The NBA is locked in

After a 149-day lockout the NBA’s owners and players have come to a preliminary agreement that will allow NBA basketball to occur in the 2011-2012 season. The deal is to become official early next week and soon after the season’s schedule will be released.

After missing time, the season will be shortened down from 82 games to a manageable 66 game season. In traditional 82 game seasons, teams averaged 3.2 games a week and with a more condensed season teams will be playing 3.9 games a week. That is an additional two games a month over the course of the season.

23 year-old Kevin Love led the NBA with 15.2 rebounds per game in 2010. Creative Commons.

Teams’ training camps start on Dec. 9 and the season is scheduled to begin Dec. 25 with a platter of premium games for Christmas Day including a Finals rematch of the Miami Heat and the Dallas Mavericks.

But what matters to Minnesota fans is that the Timberwolves are back. The team’s roster is shaped with many of the same names from the 2010-2011 roster but the team did make one major off-season acquisition. That was finally signing 2009 first round draft pick Ricky Rubio.

Many doubted that Rubio would ever don a Wolves jersey as fans predicted that the Spanish sensation would demand a trade, likely with a large market team. Rubio was in fact signed and finally will be paired with Kevin Love in the NBA’s most fundamentally sound duo. Neither may be able to dunk, but there will be a multitude of outlet passes and finger-rolls to go around.

Barring a trade before the seasons start, Love and Rubio will be surrounded in the starting lineup by second-year shooting guard Wesley Johnson, last year’s starting small forward Michael Beasley, and assuming Darko Milicic has not been on a strictly cheeseburger diet during the off-season he also will return to his role as the teams starting center.

Free agency starts next Friday, Dec. 9 and could adjust the Wolves’s roster slightly being as the team has one of largest discrepancies between their payroll and the league’s new salary cap.

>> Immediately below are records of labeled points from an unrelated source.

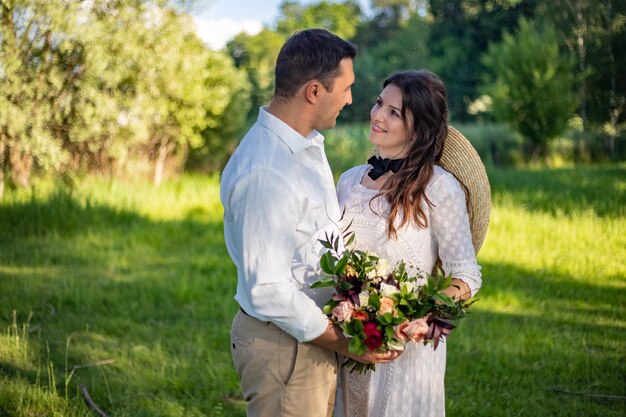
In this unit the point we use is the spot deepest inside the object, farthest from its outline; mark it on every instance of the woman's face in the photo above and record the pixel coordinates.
(388, 130)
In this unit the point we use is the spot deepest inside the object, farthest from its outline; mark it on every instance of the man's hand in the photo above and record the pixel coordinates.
(334, 339)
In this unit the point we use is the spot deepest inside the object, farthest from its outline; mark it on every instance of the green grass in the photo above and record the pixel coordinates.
(129, 290)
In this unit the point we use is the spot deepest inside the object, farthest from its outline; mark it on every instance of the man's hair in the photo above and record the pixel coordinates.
(312, 54)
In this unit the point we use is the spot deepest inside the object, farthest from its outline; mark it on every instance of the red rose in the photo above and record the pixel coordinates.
(359, 315)
(374, 337)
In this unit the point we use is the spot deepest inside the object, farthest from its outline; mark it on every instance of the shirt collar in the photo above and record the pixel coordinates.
(293, 139)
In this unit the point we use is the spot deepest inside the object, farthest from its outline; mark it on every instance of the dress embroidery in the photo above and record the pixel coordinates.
(413, 385)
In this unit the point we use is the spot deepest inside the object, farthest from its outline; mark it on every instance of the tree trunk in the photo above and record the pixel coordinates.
(20, 164)
(2, 153)
(159, 161)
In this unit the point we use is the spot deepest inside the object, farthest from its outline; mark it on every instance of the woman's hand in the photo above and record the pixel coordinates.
(459, 290)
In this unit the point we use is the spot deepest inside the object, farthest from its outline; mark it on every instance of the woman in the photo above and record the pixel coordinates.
(403, 206)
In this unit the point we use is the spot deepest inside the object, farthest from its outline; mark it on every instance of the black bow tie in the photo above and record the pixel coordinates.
(380, 166)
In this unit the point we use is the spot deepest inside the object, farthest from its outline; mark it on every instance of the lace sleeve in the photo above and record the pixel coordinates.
(450, 227)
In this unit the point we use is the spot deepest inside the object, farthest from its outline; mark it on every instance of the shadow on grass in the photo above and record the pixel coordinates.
(597, 189)
(539, 344)
(142, 308)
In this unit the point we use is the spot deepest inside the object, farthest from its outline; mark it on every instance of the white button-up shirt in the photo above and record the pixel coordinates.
(279, 198)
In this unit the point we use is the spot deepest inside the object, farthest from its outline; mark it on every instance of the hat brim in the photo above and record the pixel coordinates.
(459, 157)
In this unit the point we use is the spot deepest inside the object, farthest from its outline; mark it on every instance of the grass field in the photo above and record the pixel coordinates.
(128, 291)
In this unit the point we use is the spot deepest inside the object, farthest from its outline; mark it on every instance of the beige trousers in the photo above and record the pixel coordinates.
(279, 376)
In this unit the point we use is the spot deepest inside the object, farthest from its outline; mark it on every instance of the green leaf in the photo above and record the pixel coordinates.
(356, 346)
(323, 283)
(374, 301)
(341, 265)
(327, 263)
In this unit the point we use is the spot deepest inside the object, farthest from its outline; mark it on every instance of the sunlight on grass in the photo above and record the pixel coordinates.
(129, 290)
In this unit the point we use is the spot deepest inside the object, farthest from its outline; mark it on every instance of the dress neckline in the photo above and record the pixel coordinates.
(359, 177)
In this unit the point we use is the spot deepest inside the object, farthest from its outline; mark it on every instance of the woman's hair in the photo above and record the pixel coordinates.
(312, 54)
(424, 98)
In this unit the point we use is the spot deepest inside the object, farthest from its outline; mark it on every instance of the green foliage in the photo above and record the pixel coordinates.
(256, 56)
(531, 83)
(124, 87)
(406, 48)
(229, 93)
(141, 276)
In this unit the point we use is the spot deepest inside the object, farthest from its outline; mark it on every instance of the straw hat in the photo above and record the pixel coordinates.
(461, 159)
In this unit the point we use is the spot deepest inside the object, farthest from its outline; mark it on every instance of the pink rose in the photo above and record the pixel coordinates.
(374, 337)
(397, 330)
(386, 306)
(343, 311)
(359, 315)
(415, 330)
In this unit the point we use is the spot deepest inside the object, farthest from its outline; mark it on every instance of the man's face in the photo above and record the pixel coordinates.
(332, 102)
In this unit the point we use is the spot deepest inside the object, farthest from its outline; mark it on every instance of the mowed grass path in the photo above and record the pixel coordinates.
(128, 291)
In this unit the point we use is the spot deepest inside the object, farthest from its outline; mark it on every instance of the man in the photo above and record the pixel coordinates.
(279, 198)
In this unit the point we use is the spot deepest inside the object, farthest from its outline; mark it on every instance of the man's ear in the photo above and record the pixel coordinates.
(312, 90)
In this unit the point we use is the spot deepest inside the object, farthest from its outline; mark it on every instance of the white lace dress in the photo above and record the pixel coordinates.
(413, 385)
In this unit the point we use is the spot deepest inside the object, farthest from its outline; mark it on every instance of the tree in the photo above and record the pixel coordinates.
(405, 49)
(256, 55)
(595, 33)
(460, 33)
(38, 65)
(104, 85)
(531, 84)
(230, 93)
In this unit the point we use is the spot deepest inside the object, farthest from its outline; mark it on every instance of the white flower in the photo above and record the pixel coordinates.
(364, 298)
(410, 286)
(387, 290)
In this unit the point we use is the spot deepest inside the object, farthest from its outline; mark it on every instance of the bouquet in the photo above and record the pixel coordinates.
(381, 308)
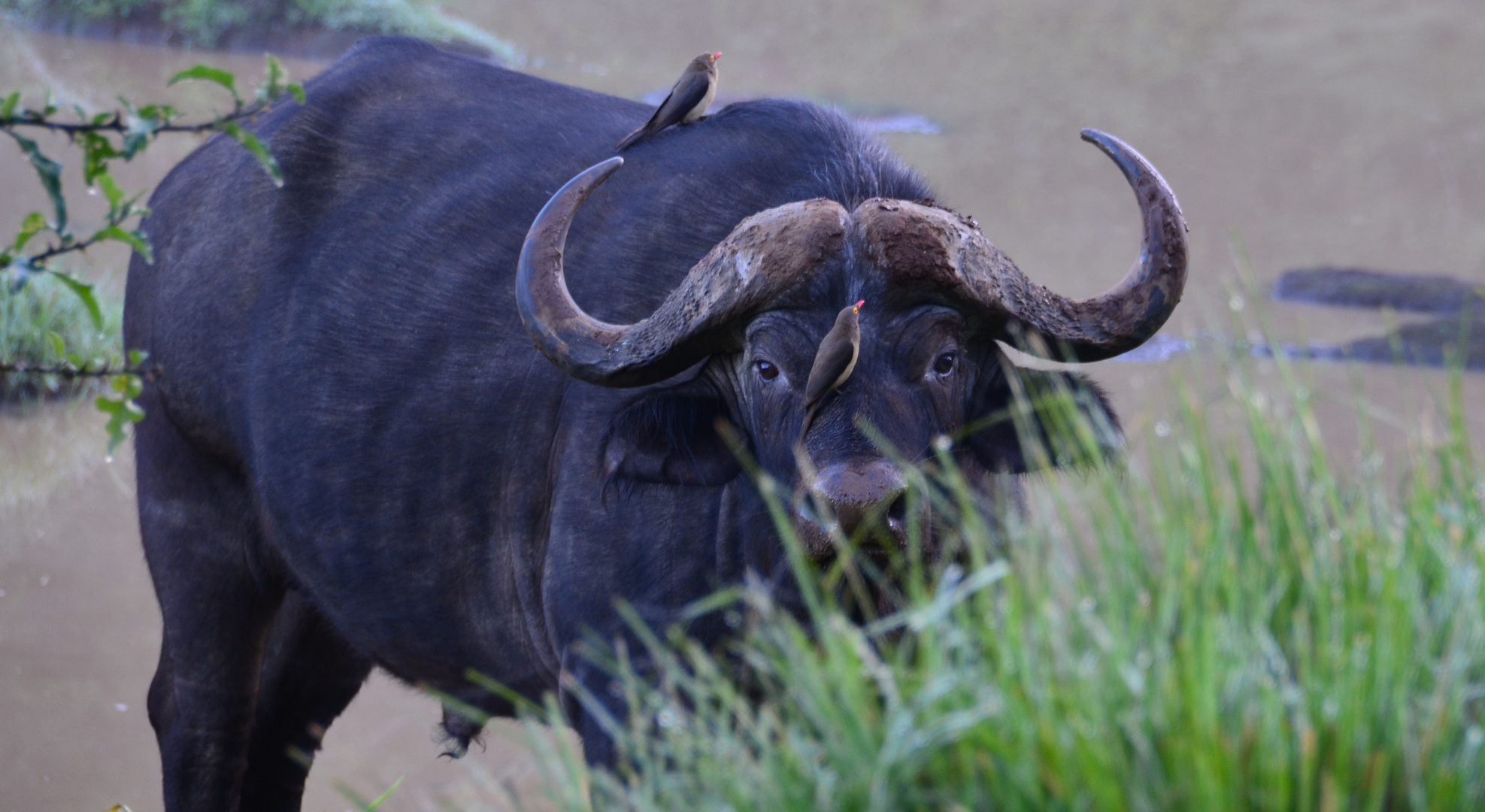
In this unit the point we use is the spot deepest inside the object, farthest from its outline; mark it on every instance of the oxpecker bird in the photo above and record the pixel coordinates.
(686, 102)
(835, 359)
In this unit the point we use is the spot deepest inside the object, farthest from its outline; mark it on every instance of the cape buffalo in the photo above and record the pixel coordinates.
(354, 455)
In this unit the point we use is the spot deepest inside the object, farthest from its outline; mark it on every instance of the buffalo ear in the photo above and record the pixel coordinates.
(1067, 420)
(670, 437)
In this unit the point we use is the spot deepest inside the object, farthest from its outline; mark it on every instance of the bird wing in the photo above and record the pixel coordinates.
(688, 92)
(828, 370)
(683, 97)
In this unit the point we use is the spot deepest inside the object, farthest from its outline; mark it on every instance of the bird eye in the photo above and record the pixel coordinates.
(945, 362)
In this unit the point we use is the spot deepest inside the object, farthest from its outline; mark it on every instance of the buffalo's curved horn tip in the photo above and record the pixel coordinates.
(563, 332)
(1130, 312)
(765, 256)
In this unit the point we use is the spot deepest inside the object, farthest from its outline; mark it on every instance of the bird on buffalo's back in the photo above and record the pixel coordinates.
(835, 361)
(688, 100)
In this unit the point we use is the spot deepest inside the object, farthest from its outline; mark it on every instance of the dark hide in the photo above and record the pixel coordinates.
(356, 455)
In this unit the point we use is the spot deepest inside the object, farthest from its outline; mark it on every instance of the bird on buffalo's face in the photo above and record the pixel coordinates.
(686, 102)
(835, 359)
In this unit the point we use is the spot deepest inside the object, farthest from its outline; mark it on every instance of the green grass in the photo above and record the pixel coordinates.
(204, 23)
(44, 323)
(1232, 624)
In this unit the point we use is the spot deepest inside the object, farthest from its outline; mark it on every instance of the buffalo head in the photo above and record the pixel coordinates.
(939, 295)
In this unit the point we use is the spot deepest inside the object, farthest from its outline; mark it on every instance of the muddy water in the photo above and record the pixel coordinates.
(1320, 132)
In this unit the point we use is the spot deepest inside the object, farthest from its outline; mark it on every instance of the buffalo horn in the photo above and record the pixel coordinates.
(764, 257)
(1130, 312)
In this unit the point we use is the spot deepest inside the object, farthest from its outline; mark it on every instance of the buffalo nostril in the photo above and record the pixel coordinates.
(863, 492)
(897, 511)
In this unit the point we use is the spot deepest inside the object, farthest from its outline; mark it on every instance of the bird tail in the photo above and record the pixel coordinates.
(629, 140)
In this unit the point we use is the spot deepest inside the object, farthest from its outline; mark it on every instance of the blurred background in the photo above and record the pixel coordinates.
(1308, 132)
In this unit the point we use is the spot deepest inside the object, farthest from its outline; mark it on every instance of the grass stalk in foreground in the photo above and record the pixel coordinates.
(1238, 627)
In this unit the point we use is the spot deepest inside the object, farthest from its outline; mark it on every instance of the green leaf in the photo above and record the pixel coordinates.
(122, 413)
(83, 291)
(208, 73)
(132, 239)
(97, 150)
(256, 147)
(51, 174)
(33, 225)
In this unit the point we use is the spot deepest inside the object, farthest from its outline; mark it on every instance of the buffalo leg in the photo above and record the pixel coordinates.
(199, 533)
(309, 676)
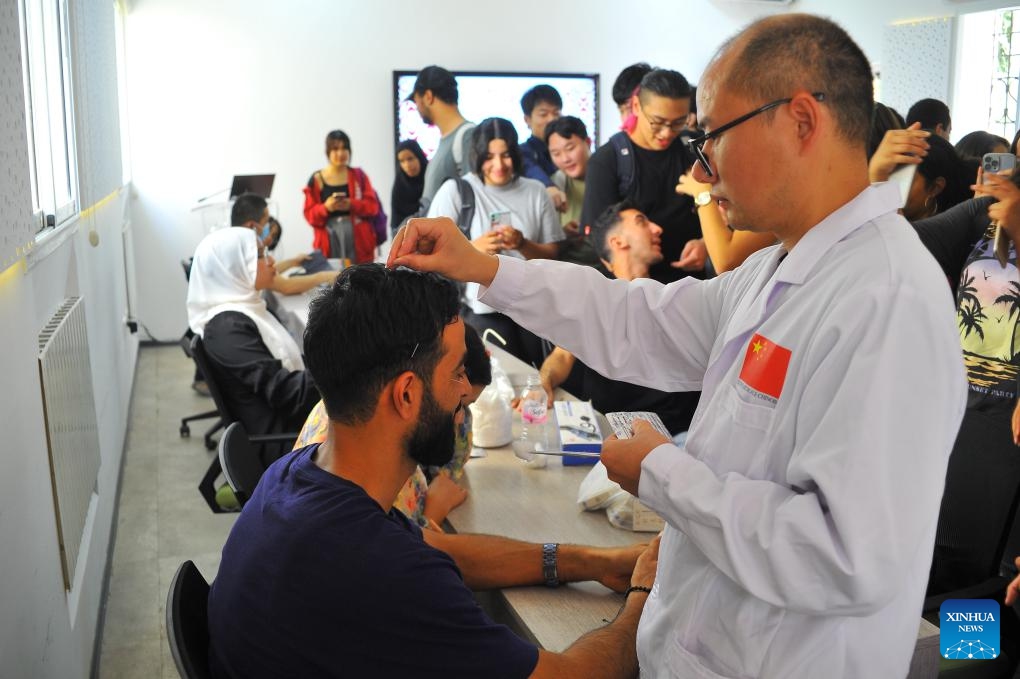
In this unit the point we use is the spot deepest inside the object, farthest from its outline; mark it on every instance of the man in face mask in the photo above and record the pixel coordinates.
(251, 211)
(321, 576)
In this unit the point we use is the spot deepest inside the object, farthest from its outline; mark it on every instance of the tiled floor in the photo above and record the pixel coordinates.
(162, 521)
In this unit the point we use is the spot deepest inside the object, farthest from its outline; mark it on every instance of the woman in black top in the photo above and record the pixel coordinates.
(983, 477)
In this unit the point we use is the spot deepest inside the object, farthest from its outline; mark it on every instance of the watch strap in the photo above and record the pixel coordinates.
(549, 574)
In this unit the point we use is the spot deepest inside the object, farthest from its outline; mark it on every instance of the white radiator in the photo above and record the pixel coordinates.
(71, 434)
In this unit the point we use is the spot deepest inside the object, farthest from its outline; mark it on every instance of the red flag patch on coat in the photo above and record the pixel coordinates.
(765, 366)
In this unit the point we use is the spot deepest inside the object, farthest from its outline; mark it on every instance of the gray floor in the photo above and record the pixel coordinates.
(162, 518)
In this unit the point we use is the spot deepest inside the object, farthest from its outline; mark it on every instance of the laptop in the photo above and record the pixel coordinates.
(256, 184)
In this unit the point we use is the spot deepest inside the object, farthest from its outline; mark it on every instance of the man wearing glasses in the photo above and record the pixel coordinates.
(801, 514)
(644, 164)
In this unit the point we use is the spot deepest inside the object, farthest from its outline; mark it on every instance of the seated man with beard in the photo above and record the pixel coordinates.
(322, 577)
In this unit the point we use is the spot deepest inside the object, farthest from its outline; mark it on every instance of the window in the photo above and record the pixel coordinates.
(50, 113)
(1003, 113)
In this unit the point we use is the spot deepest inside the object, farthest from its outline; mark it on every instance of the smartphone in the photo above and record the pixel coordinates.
(997, 163)
(903, 176)
(501, 218)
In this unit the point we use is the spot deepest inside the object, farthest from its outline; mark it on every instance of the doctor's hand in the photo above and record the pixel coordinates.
(622, 457)
(899, 147)
(438, 245)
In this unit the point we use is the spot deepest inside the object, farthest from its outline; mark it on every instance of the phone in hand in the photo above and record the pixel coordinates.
(998, 163)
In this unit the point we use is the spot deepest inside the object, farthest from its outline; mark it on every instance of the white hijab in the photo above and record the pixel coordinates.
(222, 278)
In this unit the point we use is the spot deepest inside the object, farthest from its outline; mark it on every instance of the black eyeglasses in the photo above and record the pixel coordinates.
(698, 143)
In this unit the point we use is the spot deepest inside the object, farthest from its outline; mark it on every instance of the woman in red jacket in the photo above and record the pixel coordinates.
(340, 204)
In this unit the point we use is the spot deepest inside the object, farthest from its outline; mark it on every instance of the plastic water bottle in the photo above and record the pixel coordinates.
(533, 416)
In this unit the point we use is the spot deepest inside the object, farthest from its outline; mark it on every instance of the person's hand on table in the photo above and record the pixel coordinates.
(490, 243)
(1013, 588)
(648, 563)
(443, 495)
(899, 147)
(693, 257)
(622, 457)
(438, 245)
(616, 567)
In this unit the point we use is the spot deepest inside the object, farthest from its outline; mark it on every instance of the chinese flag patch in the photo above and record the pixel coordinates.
(765, 366)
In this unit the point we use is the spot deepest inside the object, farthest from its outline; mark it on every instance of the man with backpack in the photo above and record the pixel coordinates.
(644, 164)
(436, 96)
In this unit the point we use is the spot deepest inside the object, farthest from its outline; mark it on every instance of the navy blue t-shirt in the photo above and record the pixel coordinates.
(316, 580)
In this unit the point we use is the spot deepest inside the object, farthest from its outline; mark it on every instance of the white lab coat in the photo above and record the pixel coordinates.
(800, 530)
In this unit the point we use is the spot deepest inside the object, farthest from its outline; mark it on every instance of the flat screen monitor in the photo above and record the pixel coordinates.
(256, 184)
(487, 94)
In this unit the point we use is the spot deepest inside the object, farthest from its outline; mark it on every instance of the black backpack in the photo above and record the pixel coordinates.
(624, 162)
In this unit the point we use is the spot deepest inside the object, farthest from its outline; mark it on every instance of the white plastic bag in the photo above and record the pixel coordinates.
(628, 513)
(597, 491)
(492, 416)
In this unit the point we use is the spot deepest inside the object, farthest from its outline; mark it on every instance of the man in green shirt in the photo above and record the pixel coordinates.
(570, 148)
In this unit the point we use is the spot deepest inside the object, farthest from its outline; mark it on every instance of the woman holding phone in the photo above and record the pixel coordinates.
(340, 204)
(513, 215)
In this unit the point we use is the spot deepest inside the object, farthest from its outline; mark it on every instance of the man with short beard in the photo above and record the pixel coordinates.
(322, 577)
(436, 97)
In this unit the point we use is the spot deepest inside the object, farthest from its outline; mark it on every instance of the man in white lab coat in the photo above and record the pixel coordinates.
(802, 512)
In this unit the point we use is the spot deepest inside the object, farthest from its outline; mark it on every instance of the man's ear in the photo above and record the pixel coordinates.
(406, 394)
(806, 111)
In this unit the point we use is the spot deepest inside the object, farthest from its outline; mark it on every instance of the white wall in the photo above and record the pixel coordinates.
(43, 631)
(232, 87)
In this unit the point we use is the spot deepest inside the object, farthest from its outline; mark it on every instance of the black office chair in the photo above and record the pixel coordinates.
(188, 622)
(272, 446)
(244, 464)
(186, 347)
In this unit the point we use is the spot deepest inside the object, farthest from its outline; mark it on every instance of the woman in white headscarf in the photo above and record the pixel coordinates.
(258, 366)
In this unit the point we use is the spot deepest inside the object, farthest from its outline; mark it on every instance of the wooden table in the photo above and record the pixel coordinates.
(508, 498)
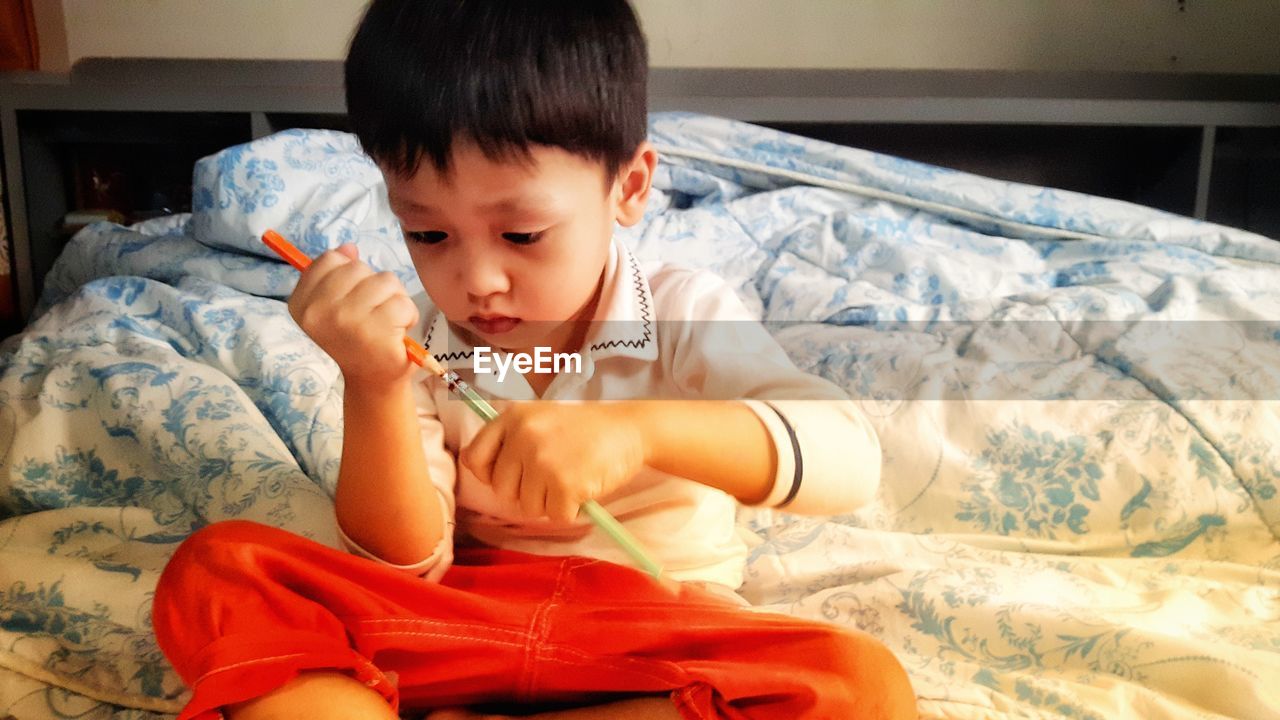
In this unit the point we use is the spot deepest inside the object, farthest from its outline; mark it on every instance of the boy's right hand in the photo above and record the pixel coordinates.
(356, 315)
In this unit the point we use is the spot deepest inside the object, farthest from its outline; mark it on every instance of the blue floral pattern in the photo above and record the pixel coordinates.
(1075, 397)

The recent Collective Bargaining Agreement establishes a minimum salary expectation that is 85 percent of the salary cap. This was implemented along with a harsher luxury tax for those teams over the salary cap. By adding a salary minimum and harsher taxes on the teams willing to spend, the league hopes to see a more balanced playing field between small market teams like Minnesota and the larger markets like Los Angeles and their Lakers.

Another concession made by the player’s union was made directly in benefit to small market teams such as the Timberwolves. Contract length was shrunk to four years during unrestricted free agency when it previously was seven years. The new agreement also allows teams to pay their own players at a higher margin than the player would receive in a competitive free agent market.

This is particularly relevant to Kevin Love; the Timberwolves can offer Love a maximum contract extension for five years at 79.015 million dollars where any other team can only offer Love a four year contract worth 58.199 million dollars.

Even if Kevin Love is not a fan of Minnesota’s sub-zero winters, his 21 million additional guaranteed dollars is quite the incentive for Love to remain the face of the Timberwolves franchise. If Love accepts that contract the Timberwolves, who already have Rubio under contract through the 2014-2015 season, have a chance at bringing professional basketball back to relevance in Minnesota.